Chapter 40
Contains spoilersOverview
Mariko, acting on Toranaga’s orders and her own concealed feelings, arranges a night with Kiku for Blackthorne, negotiating a reduced fee and probing the sale of Kiku’s contract. At the tea house, Kiku artfully entertains and demonstrates Japanese pillow customs, while Mariko admits love but chooses honor, leaving Blackthorne to spend a chaste night with Kiku.
The chapter deepens the love triangle, contrasts cultures through Blackthorne’s crisis over European filth versus Japanese cleanliness, and positions Kiku and Gyoko for future patronage stakes.
Summary
Mariko summons Gyoko to secure Kiku for Blackthorne, sparring over price and leverage. After testing Gyoko’s resolve, Mariko hammers the fee down to one koban for the evening and raises the possibility of buying Kiku’s contract, exposing Gyoko’s ambitions and maternal attachment. Toranaga’s authority underpins the arrangement, and Mariko privately frames Kiku as a gift in lieu of her own forbidden feelings.
At the tea house, Gyoko and Kiku weigh the risks of entertaining a foreigner but accept, seeing Toranaga’s favor and potential fortune. Preparations whirl; Hana and Ako assist, and Gyoko dreams of selling Kiku’s contract advantageously. Meanwhile, Blackthorne agrees to be “Japanese” for the night; he visits Fujiko (recovering from burns) and then arrives with Mariko, who delights in the tea house as his interpreter and covert admirer.
Kiku greets them, tries music that fails to move Blackthorne, then brilliantly pivots to comedy and massage, relaxing him. She serves barbecued pheasant with sweet soya, and they recount the earthquake rescue. Moving to the garden pleasure room, Kiku presents an array of pillow devices—harigata, Pleasure Pearls, rings, salves—sparking humor and revelation. Blackthorne, embracing the levity, is nonetheless shaken into a raw comparison between Japan’s cleanliness and Europe’s filth and religio-social constraints.
The heavy sensual tension dissipates. In private Latin, Mariko confesses desire and symbolically gives Kiku as a substitute, yet chooses duty and leaves to protect everyone’s honor. Kiku, sensitive to the danger, refrains from pushing them together.
Alone with Kiku, Blackthorne undresses, but his craving is spent; he declines intimacy. They lie together under the net, her presence soothing him as he resolves that paradise is here in Japan, not across the sea. The night ends chaste, yet transformative.
Who Appears
- Toda Mariko
Arranges Kiku for Blackthorne, negotiates fiercely, hints at buying Kiku’s contract, admits love but leaves to preserve honor.
- Kiku
First-rank courtesan; entertains with wit, massage, food, and pillow instruments; respects Mariko’s boundaries; spends a chaste night beside Blackthorne.

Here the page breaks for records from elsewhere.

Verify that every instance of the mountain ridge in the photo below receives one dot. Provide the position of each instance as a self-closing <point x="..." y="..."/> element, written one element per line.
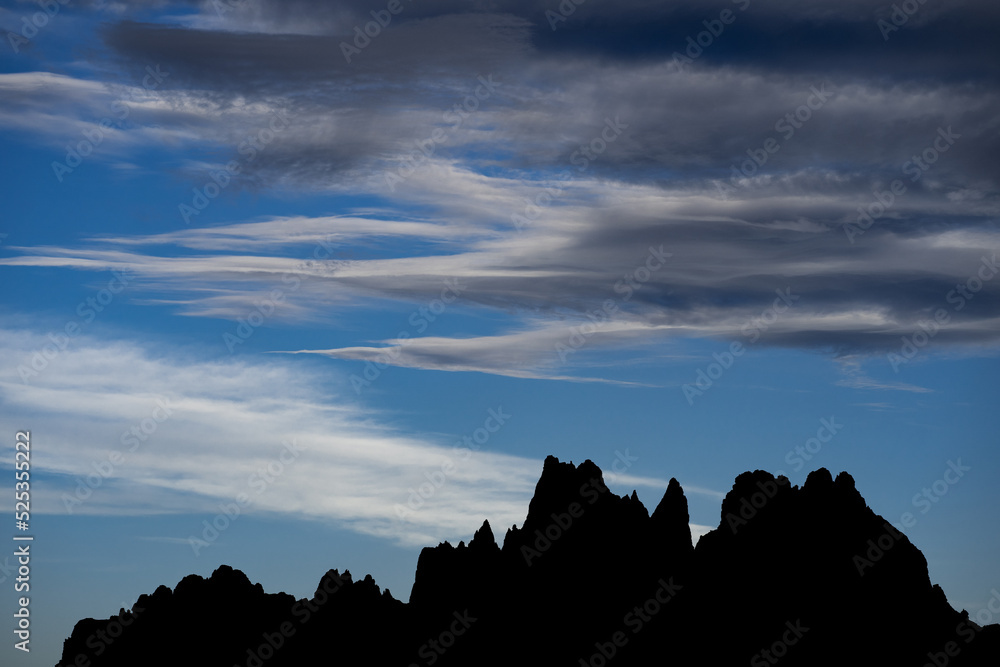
<point x="582" y="581"/>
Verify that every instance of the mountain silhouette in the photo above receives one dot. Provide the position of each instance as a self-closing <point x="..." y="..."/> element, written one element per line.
<point x="793" y="575"/>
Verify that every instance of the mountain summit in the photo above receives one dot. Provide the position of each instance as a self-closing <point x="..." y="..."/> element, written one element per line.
<point x="793" y="575"/>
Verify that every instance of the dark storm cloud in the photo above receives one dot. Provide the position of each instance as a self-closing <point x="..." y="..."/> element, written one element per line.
<point x="800" y="150"/>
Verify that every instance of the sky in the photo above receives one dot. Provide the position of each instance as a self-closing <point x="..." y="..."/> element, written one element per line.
<point x="300" y="285"/>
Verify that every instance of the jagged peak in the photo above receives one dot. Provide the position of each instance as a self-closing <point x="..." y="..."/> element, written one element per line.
<point x="483" y="538"/>
<point x="819" y="479"/>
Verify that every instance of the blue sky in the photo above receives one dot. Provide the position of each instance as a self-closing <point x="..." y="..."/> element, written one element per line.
<point x="363" y="300"/>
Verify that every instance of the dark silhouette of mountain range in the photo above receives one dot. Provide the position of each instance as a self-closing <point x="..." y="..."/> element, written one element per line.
<point x="792" y="576"/>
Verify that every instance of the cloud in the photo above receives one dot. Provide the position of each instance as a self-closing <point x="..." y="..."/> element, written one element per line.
<point x="176" y="434"/>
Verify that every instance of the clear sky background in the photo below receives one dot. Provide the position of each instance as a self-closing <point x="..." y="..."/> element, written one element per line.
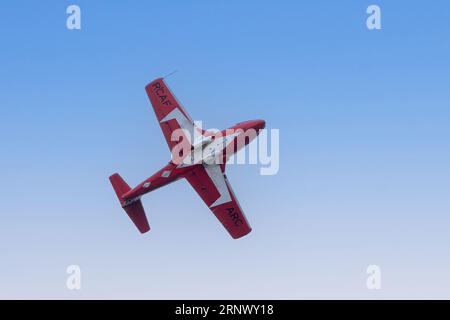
<point x="364" y="120"/>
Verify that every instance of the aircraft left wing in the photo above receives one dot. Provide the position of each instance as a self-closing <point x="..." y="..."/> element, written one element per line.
<point x="212" y="186"/>
<point x="169" y="112"/>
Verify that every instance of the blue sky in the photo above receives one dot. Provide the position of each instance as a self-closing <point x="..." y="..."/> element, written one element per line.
<point x="364" y="124"/>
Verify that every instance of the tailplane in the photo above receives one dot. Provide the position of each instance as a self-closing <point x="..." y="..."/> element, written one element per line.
<point x="133" y="208"/>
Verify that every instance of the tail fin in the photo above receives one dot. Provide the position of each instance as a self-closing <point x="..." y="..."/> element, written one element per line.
<point x="135" y="210"/>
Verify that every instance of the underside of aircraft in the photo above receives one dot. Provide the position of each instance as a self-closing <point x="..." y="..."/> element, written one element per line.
<point x="198" y="156"/>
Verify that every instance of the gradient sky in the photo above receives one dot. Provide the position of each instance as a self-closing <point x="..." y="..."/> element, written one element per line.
<point x="364" y="120"/>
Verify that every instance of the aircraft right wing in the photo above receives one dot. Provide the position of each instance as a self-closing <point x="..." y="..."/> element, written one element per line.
<point x="169" y="112"/>
<point x="212" y="186"/>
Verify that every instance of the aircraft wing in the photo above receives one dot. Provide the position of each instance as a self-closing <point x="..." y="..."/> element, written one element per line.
<point x="213" y="187"/>
<point x="169" y="112"/>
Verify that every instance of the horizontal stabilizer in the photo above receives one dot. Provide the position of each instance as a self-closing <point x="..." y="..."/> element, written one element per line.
<point x="134" y="209"/>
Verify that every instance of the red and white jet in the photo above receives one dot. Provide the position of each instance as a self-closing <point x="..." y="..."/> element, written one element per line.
<point x="197" y="155"/>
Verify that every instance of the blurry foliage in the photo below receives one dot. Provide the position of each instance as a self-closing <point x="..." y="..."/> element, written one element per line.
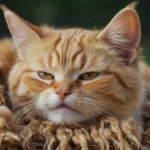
<point x="92" y="14"/>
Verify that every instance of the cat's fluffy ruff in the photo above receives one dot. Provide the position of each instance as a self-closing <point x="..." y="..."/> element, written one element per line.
<point x="67" y="54"/>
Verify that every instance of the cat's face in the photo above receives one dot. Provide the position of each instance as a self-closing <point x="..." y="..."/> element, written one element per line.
<point x="74" y="75"/>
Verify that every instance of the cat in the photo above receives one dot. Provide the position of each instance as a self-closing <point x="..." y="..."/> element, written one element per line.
<point x="75" y="75"/>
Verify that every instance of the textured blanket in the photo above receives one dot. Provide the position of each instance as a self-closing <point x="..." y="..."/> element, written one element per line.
<point x="105" y="134"/>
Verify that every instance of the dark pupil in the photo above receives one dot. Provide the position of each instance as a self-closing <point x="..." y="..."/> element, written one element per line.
<point x="88" y="75"/>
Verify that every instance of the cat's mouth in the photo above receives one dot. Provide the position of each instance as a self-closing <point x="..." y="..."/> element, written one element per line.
<point x="64" y="107"/>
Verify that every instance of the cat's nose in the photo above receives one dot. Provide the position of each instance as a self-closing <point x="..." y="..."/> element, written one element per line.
<point x="62" y="93"/>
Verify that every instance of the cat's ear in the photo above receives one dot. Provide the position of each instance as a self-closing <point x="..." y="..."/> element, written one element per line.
<point x="123" y="33"/>
<point x="23" y="33"/>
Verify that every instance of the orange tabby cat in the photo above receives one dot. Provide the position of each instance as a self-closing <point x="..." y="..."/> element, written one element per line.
<point x="74" y="75"/>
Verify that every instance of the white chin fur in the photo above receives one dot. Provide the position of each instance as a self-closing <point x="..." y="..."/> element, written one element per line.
<point x="65" y="117"/>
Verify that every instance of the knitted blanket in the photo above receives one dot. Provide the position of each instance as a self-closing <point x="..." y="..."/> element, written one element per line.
<point x="107" y="133"/>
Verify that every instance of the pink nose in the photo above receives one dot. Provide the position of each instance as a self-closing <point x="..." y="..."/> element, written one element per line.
<point x="62" y="92"/>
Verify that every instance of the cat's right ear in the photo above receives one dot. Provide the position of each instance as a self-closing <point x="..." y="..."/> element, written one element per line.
<point x="23" y="33"/>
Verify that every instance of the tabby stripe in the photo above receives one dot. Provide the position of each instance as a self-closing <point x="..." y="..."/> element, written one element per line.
<point x="17" y="83"/>
<point x="120" y="79"/>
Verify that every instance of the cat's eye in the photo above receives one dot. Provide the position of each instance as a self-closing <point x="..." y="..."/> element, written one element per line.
<point x="45" y="75"/>
<point x="89" y="76"/>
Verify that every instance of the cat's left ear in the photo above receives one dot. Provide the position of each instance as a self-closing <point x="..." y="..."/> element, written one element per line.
<point x="123" y="33"/>
<point x="23" y="33"/>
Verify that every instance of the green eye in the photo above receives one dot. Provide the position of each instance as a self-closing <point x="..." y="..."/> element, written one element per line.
<point x="45" y="76"/>
<point x="89" y="76"/>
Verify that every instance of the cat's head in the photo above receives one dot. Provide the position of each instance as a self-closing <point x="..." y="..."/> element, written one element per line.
<point x="74" y="75"/>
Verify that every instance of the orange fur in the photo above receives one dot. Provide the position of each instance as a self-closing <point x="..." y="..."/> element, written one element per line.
<point x="117" y="92"/>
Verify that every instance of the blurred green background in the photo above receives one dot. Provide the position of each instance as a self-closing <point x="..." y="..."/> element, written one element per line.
<point x="91" y="14"/>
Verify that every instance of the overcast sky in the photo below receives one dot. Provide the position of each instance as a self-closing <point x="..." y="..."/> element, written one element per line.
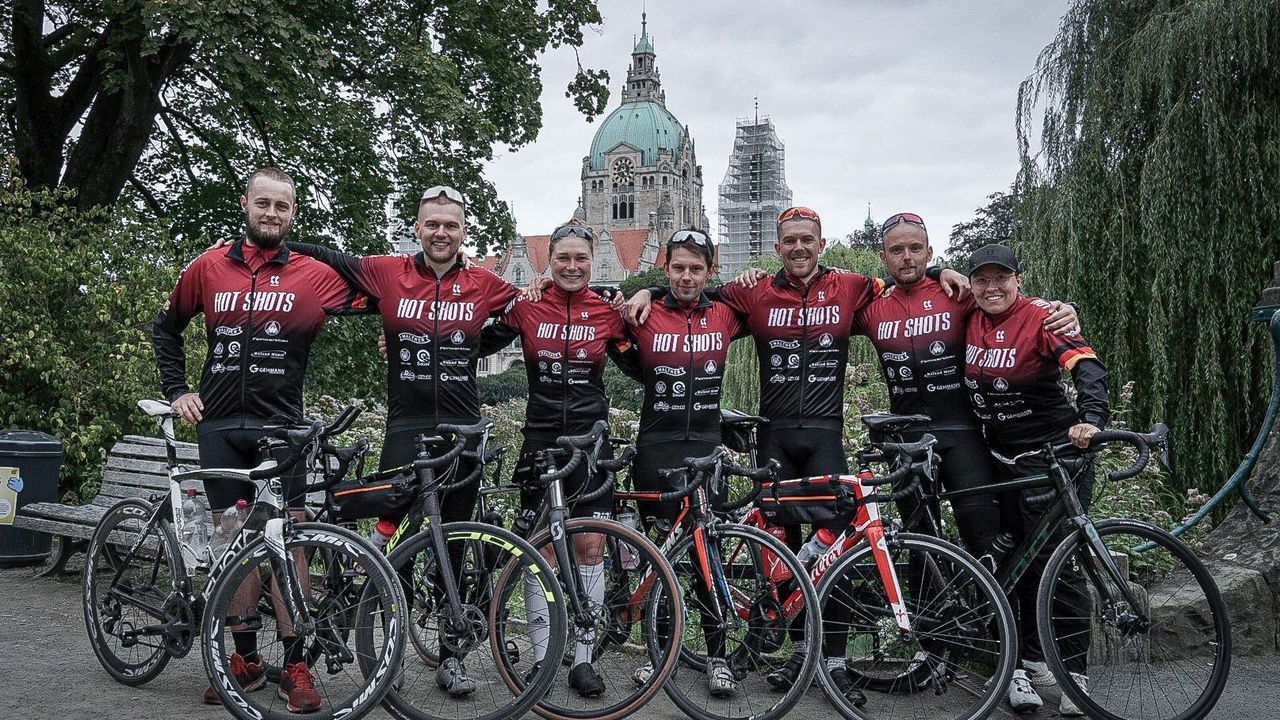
<point x="904" y="104"/>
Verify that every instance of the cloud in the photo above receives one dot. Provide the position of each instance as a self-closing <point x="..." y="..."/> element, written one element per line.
<point x="904" y="105"/>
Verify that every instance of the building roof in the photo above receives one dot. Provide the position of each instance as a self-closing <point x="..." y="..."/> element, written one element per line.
<point x="643" y="124"/>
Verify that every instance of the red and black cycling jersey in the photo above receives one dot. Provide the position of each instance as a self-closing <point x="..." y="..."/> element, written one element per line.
<point x="433" y="331"/>
<point x="263" y="308"/>
<point x="565" y="337"/>
<point x="1014" y="374"/>
<point x="681" y="351"/>
<point x="801" y="340"/>
<point x="919" y="336"/>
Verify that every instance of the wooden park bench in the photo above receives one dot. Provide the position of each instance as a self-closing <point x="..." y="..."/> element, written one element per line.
<point x="135" y="468"/>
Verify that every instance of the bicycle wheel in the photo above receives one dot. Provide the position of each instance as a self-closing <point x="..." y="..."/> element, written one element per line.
<point x="635" y="595"/>
<point x="959" y="657"/>
<point x="129" y="578"/>
<point x="353" y="638"/>
<point x="749" y="633"/>
<point x="1162" y="656"/>
<point x="492" y="630"/>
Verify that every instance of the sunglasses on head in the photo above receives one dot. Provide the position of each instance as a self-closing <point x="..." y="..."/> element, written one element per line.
<point x="799" y="213"/>
<point x="903" y="218"/>
<point x="565" y="231"/>
<point x="438" y="190"/>
<point x="694" y="237"/>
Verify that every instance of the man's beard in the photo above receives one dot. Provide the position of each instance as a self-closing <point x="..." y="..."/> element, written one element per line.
<point x="266" y="241"/>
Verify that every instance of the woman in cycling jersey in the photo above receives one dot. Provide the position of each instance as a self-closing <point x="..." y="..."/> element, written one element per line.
<point x="1013" y="372"/>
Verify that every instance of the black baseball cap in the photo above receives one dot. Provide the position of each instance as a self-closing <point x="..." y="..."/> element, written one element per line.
<point x="993" y="255"/>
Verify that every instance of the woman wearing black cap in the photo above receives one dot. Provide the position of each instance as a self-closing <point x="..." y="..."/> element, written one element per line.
<point x="1013" y="372"/>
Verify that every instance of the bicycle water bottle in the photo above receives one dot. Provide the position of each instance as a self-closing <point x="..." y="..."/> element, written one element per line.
<point x="383" y="532"/>
<point x="627" y="555"/>
<point x="228" y="527"/>
<point x="775" y="569"/>
<point x="817" y="545"/>
<point x="195" y="531"/>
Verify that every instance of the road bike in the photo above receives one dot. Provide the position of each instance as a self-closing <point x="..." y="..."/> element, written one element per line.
<point x="1130" y="623"/>
<point x="144" y="602"/>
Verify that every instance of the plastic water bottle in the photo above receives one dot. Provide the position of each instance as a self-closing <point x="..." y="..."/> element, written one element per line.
<point x="817" y="545"/>
<point x="627" y="555"/>
<point x="195" y="529"/>
<point x="383" y="532"/>
<point x="228" y="527"/>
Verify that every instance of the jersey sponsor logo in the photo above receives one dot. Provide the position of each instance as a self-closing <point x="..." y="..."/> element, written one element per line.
<point x="668" y="342"/>
<point x="787" y="317"/>
<point x="556" y="331"/>
<point x="259" y="369"/>
<point x="991" y="356"/>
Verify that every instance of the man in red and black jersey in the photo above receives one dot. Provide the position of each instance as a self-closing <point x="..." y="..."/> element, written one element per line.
<point x="433" y="308"/>
<point x="1013" y="370"/>
<point x="918" y="329"/>
<point x="565" y="336"/>
<point x="680" y="352"/>
<point x="263" y="308"/>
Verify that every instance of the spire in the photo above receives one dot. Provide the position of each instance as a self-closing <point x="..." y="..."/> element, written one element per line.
<point x="643" y="78"/>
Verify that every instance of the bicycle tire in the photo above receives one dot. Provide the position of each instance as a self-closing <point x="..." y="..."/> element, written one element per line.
<point x="487" y="605"/>
<point x="740" y="560"/>
<point x="357" y="618"/>
<point x="1178" y="641"/>
<point x="105" y="616"/>
<point x="618" y="624"/>
<point x="963" y="648"/>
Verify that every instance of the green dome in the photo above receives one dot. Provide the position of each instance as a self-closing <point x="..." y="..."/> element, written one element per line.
<point x="644" y="124"/>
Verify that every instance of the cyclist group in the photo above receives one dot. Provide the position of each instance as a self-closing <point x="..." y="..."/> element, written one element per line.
<point x="984" y="367"/>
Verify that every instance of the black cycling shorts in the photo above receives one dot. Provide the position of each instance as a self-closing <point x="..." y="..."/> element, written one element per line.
<point x="238" y="447"/>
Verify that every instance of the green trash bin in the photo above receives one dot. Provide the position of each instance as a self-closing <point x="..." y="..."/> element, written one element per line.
<point x="30" y="464"/>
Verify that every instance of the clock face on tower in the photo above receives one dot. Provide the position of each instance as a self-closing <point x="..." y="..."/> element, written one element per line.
<point x="622" y="171"/>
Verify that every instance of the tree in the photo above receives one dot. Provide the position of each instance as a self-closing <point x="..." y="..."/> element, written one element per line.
<point x="1155" y="200"/>
<point x="365" y="103"/>
<point x="991" y="224"/>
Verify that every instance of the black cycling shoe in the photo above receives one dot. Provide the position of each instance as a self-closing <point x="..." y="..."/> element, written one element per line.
<point x="785" y="677"/>
<point x="584" y="679"/>
<point x="845" y="684"/>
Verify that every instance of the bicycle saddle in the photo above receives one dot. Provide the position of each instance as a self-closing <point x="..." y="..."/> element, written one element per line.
<point x="892" y="424"/>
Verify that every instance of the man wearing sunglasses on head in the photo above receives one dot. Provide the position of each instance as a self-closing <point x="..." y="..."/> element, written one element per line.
<point x="433" y="306"/>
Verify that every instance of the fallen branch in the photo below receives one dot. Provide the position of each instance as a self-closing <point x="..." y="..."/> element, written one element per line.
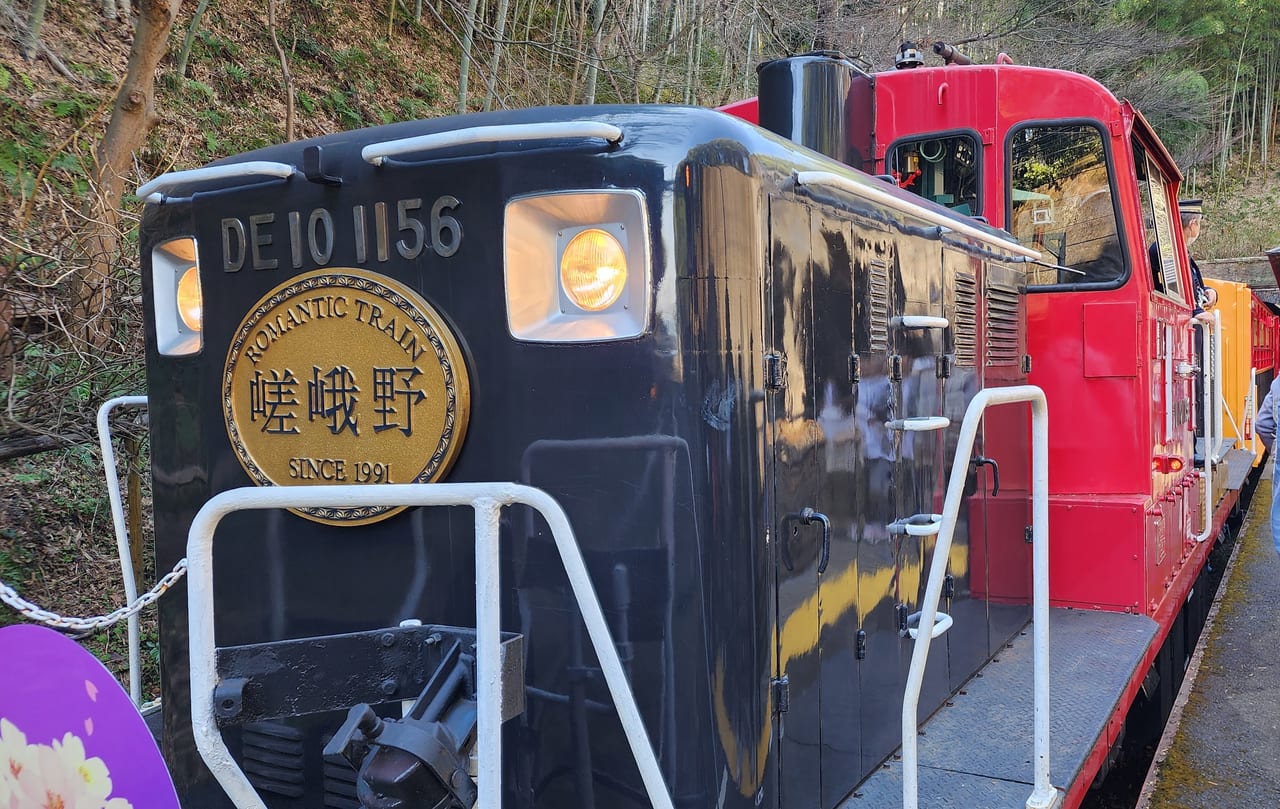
<point x="22" y="446"/>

- John Blackthorne (Anjin)
Honored guest; tries to be Japanese, learns pillow customs, has cultural crisis over European filth, declines sex, rests with Kiku.
- Gyoko (Mama-san)
Shrewd tea house manager; bargains price to one koban, eyes contract sale, orchestrates preparations, plots future patronage.
- Ako
Kiku’s maid; serves, fetches the samisen, assists during entertainment and preparations.
- Hana
Young apprentice newly bought by Gyoko; eager, clumsy, and being trained for the Willow World.
- Lady Fujiko
Blackthorne’s consort; recovering from burns, approves arrangements and wishes him a pleasant evening.